If I learned one thing as an Economics student in college, the best answer is always: “it depends”.
There are obviously observable and predictable phenomena that economics can, and does, explain accurately. What I am advocating for is that we think more deeply and more critically when we hear these seemingly conclusive statements about our economic systems.
If we base our reasoning about our economic systems on premises like “people are primarily motivated by money” and “more money makes people bad”, then we stand to be wrong in our understanding of a lot that happens in the world. We can’t believe in these one-liners and also glue bumper stickers urging others to “shop local”.
If capitalism were such a terrible system as to be utterly immoral, then we wouldn’t have people like Adrian Bowyer pouring their hearts and souls into an open source project like RepRap that stands to make him zero dollars.
Capitalism has many flaws. Of course, if we could improve upon this system, perhaps there would be more people like Adrian. Or perhaps we would need people like him, and projects like Rep Rap, a bit less.
But I’m still grappling with the economics of open source, it’s existence at the height of “late-stage” capitalism. It is clear to me that the relevance of open source is increasing. That it is both enabled by capitalism, and set in direct opposition to most of the capitalistic goals. I strive to continue deepening my understanding of it, and sharing what I learn along the way.
We love or hate stories of rags to riches, but we have a much harder time assessing and celebrating the economic impact of contributions from organizations like RepRap. I’m certainly at fault here, and trying to remedy that.
My sense is that although 3D printing seems like a thing of the near past for most people, on the decline after it peaked in 2018 and certainly a much less exciting technology than AI, we still haven’t seen the economic effects of its “full potential” (what that means, I’m not sure, but think distributed manufacturing and distributed peer production).
There’s another “lesson” I learned as an Econ student that is best summarized in this quote from Henry Hazlitt:
The bad economist sees only what immediately strikes the eye; the good economist also looks beyond. The bad economist sees only the direct consequences of a proposed course; the good economist looks also at the longer and indirect consequences. The bad economist sees only what the effect of a given policy has been or will be on one particular group; the good economist inquires also what the effect of the policy will be on all groups.
But 3D printing is maturing before our eyes.
It has impacted the toys and games industry, for example: MyMiniFactory, just a single 3D printing repository among dozens, is saving consumers well over $60 million a year in offset purchases.

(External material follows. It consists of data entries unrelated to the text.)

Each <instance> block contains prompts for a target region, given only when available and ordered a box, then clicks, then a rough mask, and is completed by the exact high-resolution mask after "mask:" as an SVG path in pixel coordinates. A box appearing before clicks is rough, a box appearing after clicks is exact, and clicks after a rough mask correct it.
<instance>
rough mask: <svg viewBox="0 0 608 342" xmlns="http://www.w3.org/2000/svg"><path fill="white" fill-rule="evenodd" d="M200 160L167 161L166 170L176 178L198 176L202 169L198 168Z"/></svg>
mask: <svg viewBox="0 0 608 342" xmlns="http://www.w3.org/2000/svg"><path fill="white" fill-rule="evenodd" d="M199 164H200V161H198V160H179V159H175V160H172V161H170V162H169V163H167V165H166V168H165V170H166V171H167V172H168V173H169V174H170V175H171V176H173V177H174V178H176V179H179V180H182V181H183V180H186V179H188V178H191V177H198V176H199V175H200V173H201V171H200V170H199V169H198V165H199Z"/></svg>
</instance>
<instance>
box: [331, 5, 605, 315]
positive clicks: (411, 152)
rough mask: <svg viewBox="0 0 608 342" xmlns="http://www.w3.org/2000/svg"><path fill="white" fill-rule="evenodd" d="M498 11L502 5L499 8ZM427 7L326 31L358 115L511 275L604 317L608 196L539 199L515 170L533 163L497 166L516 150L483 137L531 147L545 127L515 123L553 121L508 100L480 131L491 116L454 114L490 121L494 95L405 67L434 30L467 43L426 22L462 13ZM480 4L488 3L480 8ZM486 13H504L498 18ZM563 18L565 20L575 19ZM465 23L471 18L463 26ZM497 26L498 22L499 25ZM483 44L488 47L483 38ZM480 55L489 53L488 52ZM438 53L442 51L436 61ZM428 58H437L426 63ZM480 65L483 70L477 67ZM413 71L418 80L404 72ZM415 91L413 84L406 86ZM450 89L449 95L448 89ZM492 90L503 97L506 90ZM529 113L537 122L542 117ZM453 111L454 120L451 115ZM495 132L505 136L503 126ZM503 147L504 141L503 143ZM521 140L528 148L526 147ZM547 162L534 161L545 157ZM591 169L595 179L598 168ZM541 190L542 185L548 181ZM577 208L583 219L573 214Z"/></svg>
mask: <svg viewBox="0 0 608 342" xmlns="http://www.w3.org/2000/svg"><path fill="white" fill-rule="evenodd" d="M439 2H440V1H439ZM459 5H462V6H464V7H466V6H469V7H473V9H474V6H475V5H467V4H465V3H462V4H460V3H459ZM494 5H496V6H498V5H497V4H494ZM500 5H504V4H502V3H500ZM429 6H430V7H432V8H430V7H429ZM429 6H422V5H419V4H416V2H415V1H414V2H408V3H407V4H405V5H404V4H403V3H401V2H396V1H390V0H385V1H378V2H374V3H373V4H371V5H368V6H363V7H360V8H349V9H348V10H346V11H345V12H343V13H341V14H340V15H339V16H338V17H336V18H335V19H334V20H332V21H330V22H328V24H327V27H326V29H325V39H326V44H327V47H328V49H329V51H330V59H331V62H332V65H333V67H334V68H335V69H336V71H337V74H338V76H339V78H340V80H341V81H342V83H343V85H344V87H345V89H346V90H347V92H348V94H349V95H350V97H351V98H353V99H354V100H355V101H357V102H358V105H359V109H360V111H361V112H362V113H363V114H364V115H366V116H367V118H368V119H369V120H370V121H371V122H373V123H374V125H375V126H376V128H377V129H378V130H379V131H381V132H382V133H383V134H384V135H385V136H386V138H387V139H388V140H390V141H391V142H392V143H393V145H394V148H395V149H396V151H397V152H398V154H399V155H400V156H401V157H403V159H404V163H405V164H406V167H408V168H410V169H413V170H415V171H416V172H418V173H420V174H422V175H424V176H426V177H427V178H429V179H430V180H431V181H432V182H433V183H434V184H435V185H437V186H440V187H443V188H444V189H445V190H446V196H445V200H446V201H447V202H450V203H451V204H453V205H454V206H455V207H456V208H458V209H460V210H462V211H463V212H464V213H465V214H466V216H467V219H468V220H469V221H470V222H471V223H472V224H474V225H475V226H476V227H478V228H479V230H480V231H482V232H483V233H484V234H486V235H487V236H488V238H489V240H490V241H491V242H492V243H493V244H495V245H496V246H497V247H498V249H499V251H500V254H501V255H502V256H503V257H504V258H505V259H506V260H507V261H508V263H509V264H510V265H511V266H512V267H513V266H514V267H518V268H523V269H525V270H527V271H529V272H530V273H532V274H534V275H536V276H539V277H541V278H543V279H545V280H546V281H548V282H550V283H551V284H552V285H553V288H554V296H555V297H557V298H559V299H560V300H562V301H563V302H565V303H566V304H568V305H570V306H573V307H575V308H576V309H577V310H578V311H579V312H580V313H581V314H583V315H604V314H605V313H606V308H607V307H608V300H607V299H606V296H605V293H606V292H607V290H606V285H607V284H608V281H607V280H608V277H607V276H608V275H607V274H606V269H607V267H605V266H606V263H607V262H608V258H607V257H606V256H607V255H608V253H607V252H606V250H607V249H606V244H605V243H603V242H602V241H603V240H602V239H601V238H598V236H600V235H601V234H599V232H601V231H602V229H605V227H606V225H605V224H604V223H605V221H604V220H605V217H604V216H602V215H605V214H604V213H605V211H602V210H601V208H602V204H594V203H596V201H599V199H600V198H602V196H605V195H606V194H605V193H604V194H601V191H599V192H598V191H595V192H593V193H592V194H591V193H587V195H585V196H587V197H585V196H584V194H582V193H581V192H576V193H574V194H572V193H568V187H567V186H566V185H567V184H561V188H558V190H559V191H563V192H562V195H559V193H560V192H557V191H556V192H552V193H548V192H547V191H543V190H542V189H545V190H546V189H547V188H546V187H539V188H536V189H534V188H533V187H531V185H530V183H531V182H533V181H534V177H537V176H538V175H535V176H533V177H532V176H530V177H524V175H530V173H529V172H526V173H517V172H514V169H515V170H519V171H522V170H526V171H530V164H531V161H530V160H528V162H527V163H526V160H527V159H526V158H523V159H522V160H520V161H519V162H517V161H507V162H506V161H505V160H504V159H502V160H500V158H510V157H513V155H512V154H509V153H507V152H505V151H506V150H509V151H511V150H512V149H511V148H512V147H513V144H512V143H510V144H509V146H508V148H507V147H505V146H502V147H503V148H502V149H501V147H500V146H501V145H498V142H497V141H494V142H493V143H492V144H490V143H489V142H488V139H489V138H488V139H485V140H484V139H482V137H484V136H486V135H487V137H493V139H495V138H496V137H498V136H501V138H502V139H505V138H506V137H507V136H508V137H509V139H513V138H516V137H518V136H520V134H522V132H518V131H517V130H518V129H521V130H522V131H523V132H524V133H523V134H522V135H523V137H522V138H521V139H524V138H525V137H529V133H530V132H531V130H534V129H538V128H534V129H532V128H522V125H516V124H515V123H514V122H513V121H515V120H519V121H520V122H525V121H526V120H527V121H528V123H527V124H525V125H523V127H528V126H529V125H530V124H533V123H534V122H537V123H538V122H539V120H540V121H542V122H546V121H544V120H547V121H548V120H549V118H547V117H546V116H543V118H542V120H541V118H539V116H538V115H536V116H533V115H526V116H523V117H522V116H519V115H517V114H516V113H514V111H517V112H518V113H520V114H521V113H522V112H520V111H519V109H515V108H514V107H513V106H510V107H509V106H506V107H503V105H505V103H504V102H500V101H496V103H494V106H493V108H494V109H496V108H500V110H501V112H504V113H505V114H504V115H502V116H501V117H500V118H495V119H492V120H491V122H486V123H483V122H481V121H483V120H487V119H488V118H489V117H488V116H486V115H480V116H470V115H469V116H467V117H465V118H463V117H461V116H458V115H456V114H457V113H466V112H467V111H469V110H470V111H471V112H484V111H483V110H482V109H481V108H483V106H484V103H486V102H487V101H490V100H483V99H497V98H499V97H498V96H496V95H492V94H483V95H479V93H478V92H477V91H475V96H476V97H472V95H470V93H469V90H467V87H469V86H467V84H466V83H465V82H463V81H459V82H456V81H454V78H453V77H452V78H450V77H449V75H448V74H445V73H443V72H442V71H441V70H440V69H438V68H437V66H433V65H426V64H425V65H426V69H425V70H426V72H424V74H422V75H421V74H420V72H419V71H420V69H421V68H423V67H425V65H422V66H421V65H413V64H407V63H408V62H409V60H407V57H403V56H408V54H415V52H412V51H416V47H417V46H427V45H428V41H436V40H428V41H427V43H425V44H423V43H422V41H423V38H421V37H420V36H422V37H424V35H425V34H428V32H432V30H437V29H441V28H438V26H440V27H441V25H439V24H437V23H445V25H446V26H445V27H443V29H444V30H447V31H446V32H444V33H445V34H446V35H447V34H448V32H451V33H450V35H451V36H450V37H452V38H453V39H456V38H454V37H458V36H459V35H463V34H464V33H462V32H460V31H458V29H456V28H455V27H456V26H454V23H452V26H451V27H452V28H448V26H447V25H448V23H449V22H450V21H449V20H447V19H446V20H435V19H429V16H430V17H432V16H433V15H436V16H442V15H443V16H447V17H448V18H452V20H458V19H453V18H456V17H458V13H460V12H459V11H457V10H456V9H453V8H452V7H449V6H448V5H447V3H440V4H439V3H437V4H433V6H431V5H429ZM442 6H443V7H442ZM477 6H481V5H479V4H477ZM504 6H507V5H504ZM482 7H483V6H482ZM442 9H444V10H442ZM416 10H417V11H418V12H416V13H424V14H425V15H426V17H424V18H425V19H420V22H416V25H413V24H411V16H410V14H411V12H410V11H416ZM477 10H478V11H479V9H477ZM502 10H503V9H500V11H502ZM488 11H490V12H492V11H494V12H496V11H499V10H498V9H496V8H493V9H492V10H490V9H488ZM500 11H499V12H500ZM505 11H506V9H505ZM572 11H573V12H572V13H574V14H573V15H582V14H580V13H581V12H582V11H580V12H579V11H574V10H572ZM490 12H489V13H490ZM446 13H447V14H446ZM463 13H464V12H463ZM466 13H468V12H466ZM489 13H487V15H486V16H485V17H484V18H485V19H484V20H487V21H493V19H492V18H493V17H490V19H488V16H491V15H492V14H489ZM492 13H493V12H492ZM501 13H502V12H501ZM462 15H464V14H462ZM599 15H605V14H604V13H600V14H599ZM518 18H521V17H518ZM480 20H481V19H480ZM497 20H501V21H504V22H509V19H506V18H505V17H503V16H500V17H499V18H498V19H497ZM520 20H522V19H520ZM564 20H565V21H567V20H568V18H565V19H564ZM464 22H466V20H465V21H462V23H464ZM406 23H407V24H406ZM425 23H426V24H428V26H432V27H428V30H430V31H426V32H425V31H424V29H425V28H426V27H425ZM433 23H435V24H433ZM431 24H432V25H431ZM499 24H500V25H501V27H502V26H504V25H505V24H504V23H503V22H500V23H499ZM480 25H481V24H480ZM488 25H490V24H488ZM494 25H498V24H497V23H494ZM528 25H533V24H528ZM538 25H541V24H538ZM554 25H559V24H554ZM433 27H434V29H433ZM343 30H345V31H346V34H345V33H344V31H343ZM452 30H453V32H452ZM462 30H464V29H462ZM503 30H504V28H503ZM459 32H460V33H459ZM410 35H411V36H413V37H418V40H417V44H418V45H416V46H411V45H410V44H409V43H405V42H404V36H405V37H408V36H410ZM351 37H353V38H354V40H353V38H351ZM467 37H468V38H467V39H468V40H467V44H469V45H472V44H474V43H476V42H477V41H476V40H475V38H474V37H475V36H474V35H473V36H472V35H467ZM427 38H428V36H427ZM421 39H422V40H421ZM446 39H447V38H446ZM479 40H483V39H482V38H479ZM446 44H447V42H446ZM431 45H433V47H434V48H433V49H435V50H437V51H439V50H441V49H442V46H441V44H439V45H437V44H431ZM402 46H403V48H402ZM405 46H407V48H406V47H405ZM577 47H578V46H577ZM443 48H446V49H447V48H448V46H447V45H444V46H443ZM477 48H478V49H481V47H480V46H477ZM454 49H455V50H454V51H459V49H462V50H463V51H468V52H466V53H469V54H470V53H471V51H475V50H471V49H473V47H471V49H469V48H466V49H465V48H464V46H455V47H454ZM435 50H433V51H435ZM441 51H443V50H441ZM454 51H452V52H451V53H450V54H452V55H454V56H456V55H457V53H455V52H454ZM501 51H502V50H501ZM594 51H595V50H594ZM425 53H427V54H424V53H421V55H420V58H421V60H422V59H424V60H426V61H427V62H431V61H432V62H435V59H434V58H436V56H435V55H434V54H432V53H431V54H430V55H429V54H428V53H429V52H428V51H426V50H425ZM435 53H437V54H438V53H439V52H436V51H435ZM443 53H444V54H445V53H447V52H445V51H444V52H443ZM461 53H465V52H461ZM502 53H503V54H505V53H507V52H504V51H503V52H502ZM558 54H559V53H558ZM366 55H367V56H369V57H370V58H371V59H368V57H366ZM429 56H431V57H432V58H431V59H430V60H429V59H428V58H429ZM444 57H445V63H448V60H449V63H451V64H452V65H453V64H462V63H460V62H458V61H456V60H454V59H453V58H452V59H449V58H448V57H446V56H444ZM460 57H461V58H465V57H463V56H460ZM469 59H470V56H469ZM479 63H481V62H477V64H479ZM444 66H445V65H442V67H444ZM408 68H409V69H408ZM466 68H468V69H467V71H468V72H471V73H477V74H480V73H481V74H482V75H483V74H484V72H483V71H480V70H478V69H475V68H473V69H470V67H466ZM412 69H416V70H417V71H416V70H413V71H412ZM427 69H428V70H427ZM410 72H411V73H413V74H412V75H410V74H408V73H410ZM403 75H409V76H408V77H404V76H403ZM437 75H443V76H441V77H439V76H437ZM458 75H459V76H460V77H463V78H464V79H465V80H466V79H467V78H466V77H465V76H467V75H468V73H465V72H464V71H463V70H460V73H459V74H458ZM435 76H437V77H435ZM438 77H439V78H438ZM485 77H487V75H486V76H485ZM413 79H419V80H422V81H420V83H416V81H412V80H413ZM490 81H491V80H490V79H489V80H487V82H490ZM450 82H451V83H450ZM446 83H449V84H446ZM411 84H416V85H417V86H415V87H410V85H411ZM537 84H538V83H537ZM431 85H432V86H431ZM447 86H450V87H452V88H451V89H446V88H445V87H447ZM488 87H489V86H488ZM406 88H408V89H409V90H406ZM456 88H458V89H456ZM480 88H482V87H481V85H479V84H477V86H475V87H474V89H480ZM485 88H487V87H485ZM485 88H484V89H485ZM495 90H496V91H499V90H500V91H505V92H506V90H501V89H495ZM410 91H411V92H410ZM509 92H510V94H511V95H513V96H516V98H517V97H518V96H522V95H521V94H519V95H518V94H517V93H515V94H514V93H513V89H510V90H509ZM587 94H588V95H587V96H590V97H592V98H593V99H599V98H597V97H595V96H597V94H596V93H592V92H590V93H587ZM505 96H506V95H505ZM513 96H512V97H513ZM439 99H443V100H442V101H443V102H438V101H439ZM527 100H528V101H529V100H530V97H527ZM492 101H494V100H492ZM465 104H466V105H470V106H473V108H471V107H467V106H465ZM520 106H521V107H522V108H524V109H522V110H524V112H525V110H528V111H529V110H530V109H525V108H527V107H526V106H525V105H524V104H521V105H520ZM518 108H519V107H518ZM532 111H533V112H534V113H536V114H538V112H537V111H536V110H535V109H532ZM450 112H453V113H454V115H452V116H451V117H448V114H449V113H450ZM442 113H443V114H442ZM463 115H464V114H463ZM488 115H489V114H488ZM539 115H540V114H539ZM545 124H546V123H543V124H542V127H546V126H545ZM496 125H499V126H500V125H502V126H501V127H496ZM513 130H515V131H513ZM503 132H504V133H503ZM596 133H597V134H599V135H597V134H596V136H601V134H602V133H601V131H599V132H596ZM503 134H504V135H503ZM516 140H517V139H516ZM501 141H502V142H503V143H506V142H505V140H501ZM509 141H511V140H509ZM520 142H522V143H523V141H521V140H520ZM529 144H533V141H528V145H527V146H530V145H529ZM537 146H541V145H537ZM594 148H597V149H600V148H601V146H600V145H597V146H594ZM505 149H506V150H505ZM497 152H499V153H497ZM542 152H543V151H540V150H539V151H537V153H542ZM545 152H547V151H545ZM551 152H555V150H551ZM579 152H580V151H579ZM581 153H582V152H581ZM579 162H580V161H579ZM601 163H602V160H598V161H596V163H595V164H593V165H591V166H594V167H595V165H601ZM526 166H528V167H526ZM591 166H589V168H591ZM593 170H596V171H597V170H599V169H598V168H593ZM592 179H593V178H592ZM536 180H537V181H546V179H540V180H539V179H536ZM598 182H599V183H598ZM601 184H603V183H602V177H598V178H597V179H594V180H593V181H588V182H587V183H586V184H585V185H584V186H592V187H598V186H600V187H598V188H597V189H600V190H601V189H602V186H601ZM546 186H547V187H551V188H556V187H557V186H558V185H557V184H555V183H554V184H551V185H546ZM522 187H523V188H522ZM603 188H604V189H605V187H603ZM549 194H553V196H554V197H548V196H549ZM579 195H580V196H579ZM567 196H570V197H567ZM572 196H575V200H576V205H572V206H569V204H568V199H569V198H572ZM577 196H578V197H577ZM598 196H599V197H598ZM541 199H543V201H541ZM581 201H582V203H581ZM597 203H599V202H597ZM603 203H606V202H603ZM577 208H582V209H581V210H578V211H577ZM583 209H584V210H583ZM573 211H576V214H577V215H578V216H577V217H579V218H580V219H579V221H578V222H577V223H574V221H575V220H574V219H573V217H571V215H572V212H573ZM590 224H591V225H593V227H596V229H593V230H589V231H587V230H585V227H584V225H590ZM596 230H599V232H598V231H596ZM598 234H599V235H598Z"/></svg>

It has empowered scientists to create new experimental laboratory equipment and tools.
And it is going mass market, with a bunch of companies, like Bambu Labs – which you might love or hate, depending on where you stand on the morality of not playing by the rules of open source – driving costs down and making printers even more user-friendly and plug-and-play, more like kitchen appliances. 3D printers are the new microwave, the new air fryer.
This revolution is happening in great part thanks to RepRap, an open source hardware project. How strange indeed.